BBVA Foundation, Spain
Veerabhadran Ramanathan has modelled greenhouse-gas dynamics and quantified the chlorofluorocarbon (CFC) contribution to Earth's global warming. His work at the Scripps Institution of Oceanography in La Jolla, California, shows that CFC-replacing hydrofluorocarbons (HFCs) also have a potent climate-warming effect. This finding led in October to HFCs being added to the Montreal Protocol on Substances that Deplete the Ozone Layer. He has engaged for a decade with religious leaders to act on climate change.
When did you realize that science alone might not galvanize climate-change action?
Many of my colleagues and I could see that, by mid-century, we'd shoot past 2-degrees warming, yet there was no public support for the drastic actions needed to steer us away from the cliff. I was discouraged and depressed. Then I got an e-mail telling me I'd been elected to the Pontifical Academy of Sciences in Vatican City, a body of only 80 members, one-third of whom are Nobel laureates.
How did your early contact with the Vatican affect your outlook?
I initially thought the e-mail was spam. Before I got involved with the Vatican, I didn't have the foggiest notion that religion could help to combat climate change. I've since gone on record to say that global warming has to be taught in every church, synagogue, mosque and temple before we are likely to take the sort of drastic actions necessary to head it off.
Where did your involvement lead?
At a meeting hosted by the Vatican in 2011, I teamed up with Dutch Nobel laureate Paul Crutzen to focus on glaciers. That opened my eyes to the power of the Church. In the meeting's scientific report, we included a prayer to protect humanity. There was tremendous opposition, but I stood behind its inclusion. We saw the potential of mobilizing religion to help, and proposed a Vatican-hosted meeting on sustainability. This took place in 2014 under Pope Francis.

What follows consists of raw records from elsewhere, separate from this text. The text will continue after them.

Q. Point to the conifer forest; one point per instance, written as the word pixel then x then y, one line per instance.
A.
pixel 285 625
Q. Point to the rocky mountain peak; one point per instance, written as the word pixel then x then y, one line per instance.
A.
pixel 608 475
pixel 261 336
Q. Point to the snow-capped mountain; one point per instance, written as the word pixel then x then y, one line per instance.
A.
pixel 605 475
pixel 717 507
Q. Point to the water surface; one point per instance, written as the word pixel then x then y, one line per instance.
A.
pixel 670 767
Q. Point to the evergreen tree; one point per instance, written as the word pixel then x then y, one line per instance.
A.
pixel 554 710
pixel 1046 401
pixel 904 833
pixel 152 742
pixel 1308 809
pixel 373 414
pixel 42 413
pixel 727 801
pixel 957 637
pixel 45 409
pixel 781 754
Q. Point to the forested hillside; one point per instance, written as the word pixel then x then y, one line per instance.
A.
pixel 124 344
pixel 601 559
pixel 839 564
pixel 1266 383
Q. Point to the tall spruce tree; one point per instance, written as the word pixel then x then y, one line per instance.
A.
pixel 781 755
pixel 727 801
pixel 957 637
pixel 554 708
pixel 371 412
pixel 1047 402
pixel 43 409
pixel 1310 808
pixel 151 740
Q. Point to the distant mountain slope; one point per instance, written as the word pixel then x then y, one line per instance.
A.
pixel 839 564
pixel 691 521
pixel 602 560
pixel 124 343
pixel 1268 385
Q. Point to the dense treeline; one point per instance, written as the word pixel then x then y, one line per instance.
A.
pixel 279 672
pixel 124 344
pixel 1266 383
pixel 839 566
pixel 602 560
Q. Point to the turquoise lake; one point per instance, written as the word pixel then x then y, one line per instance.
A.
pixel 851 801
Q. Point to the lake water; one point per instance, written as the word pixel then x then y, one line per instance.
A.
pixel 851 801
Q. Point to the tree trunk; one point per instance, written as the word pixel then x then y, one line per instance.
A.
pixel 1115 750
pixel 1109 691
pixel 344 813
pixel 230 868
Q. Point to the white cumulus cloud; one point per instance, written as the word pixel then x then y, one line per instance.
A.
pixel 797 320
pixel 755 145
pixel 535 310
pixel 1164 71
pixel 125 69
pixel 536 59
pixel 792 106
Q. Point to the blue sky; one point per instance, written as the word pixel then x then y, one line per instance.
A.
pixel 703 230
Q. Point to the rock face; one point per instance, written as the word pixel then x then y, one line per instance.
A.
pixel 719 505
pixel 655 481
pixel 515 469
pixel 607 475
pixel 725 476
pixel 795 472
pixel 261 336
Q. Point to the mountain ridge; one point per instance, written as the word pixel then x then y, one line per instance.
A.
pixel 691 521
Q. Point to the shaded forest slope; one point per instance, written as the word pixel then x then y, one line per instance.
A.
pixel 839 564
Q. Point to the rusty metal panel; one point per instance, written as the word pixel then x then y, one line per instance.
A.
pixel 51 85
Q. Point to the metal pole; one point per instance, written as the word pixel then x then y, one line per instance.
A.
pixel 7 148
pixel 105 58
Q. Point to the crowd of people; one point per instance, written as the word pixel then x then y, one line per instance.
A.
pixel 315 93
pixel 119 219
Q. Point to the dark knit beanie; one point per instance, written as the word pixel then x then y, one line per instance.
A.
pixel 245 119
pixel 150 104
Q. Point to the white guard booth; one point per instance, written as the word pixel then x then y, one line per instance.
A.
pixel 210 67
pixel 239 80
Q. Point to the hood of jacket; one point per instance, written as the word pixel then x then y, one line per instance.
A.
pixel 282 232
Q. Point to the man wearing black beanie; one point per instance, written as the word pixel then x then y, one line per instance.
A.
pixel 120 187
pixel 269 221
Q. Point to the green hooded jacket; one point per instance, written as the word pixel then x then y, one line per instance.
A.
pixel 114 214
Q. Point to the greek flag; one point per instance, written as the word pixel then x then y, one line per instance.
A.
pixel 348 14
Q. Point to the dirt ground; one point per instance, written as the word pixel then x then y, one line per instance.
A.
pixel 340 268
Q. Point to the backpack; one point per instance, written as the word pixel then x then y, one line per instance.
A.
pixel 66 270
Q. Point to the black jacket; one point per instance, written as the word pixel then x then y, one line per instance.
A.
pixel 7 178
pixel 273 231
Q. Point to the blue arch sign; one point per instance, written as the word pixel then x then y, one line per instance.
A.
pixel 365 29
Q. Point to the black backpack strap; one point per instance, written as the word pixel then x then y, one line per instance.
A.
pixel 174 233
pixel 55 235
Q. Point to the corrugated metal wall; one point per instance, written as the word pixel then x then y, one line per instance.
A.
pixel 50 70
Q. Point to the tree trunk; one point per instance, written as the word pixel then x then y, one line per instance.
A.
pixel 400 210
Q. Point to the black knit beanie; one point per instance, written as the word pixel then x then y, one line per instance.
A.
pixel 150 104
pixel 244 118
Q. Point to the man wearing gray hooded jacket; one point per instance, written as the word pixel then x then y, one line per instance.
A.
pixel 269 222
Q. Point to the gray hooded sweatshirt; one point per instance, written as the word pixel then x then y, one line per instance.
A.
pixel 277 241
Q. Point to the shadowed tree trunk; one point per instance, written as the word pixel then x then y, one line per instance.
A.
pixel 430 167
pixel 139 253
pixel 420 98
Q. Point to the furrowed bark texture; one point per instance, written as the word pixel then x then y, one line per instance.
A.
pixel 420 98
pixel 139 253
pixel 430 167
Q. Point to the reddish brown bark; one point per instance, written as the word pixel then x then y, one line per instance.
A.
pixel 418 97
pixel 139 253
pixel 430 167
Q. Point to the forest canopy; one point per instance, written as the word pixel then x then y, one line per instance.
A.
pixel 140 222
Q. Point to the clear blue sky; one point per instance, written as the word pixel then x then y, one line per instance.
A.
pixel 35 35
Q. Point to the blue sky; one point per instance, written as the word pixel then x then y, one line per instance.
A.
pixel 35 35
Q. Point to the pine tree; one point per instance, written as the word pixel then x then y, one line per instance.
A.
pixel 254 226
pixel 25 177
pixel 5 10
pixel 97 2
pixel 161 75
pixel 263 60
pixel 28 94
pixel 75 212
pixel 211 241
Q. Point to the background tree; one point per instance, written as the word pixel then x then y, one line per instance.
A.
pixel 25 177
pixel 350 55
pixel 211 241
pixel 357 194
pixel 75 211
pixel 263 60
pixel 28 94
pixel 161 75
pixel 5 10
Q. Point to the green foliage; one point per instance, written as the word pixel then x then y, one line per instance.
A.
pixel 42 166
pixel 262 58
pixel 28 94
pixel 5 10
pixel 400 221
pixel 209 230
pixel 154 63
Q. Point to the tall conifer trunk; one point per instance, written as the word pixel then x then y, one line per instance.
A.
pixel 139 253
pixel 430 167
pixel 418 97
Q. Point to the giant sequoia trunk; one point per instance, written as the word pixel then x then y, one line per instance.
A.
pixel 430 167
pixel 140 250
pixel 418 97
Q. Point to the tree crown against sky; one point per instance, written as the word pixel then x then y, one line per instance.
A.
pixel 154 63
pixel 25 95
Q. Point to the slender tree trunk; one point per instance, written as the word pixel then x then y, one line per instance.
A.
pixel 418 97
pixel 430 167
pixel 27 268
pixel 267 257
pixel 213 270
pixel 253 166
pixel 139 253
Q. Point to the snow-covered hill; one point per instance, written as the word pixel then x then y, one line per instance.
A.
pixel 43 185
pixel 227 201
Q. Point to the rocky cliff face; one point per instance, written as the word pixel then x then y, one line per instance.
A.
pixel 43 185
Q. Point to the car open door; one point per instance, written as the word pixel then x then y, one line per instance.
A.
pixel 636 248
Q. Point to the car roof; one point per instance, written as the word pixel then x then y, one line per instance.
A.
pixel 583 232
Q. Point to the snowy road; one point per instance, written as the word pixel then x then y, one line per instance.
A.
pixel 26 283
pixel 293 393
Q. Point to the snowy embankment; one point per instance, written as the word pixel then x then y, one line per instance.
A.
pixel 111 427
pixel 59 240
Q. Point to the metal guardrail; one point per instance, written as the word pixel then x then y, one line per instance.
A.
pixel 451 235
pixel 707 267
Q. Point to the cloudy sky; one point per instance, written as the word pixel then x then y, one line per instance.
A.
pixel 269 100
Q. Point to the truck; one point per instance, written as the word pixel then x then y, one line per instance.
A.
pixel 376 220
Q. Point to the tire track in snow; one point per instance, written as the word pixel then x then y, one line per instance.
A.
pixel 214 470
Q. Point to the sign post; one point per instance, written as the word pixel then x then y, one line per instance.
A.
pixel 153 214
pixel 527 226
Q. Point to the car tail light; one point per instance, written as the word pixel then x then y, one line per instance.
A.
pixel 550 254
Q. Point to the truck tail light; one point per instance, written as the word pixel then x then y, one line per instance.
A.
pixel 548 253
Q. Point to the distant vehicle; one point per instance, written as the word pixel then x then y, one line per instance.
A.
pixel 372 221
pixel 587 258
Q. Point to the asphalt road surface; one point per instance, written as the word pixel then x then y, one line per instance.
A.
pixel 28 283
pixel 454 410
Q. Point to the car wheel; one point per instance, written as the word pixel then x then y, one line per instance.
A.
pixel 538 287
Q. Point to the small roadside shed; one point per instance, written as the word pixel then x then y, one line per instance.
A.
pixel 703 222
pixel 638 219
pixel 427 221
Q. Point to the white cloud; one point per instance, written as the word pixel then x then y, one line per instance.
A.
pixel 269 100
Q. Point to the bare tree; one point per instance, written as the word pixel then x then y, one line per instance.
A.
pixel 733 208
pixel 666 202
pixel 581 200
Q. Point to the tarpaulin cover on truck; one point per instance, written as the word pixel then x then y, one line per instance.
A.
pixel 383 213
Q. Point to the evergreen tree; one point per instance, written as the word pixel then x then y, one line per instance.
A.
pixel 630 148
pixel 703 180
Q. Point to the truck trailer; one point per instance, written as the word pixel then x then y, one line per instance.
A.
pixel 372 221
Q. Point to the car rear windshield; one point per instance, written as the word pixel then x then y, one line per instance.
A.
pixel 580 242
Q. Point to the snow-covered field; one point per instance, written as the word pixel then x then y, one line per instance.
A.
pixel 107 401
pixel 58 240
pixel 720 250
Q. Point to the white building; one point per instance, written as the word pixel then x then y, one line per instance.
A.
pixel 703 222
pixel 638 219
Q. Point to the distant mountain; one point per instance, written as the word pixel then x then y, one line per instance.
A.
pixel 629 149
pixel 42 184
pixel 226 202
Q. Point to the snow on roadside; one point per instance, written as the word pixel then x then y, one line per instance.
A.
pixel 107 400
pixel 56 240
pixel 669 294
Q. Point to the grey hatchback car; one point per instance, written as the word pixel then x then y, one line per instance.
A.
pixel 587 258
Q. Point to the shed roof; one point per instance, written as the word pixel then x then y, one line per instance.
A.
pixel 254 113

What happened after that meeting?
In a Science paper that followed, we pointed out that we need a moral revolution: solving climate change requires a fundamental shift in humanity's attitude towards each other and nature (1457–1458; 2014). Faith leaders can make such a revolution happen. After the sustainability meeting, I had two minutes to give a summary to the Pope in the car park. I showed him that 50–60 and Science 345, % of climate-warming pollution comes from the wealthiest people on the planet. The bottom 3 billion contribute just 5%, but will experience the worst effects of climate change. That appealed to the Pope. He asked what to do. I told him to ask people to be better stewards of the planet.
Did you get backlash for contacting religious leaders?
I was shocked — no pushback. Scientists know we need to think outside the box. It has become a moral, ethical issue.
What happened after the Pope's encyclical, or church directive, last year on the environment?
It had a huge impact on the Paris summit, in which 175 nations agreed to limit climate-change activity. A survey of people who saw the Pope during his US visit showed a statistically significant effect on how people view climate change. Pope Francis has done what he can. It's up to us to take it from here.
What does the election of Donald Trump, who won 80% of the evangelical vote, mean for climate strategy?
The US elections and the president-elect saying that the United States would withdraw from the Paris agreement hung over November's United Nations climate-change meeting. But I don't see the vote for Trump, by evangelicals or otherwise, as a vote against climate change. I think most people are protesting against economic inequality. The elections made my work with religious leaders ten times more important. We urgently need a non-political forum where we can talk about climate change.
This interview has been edited for length and clarity.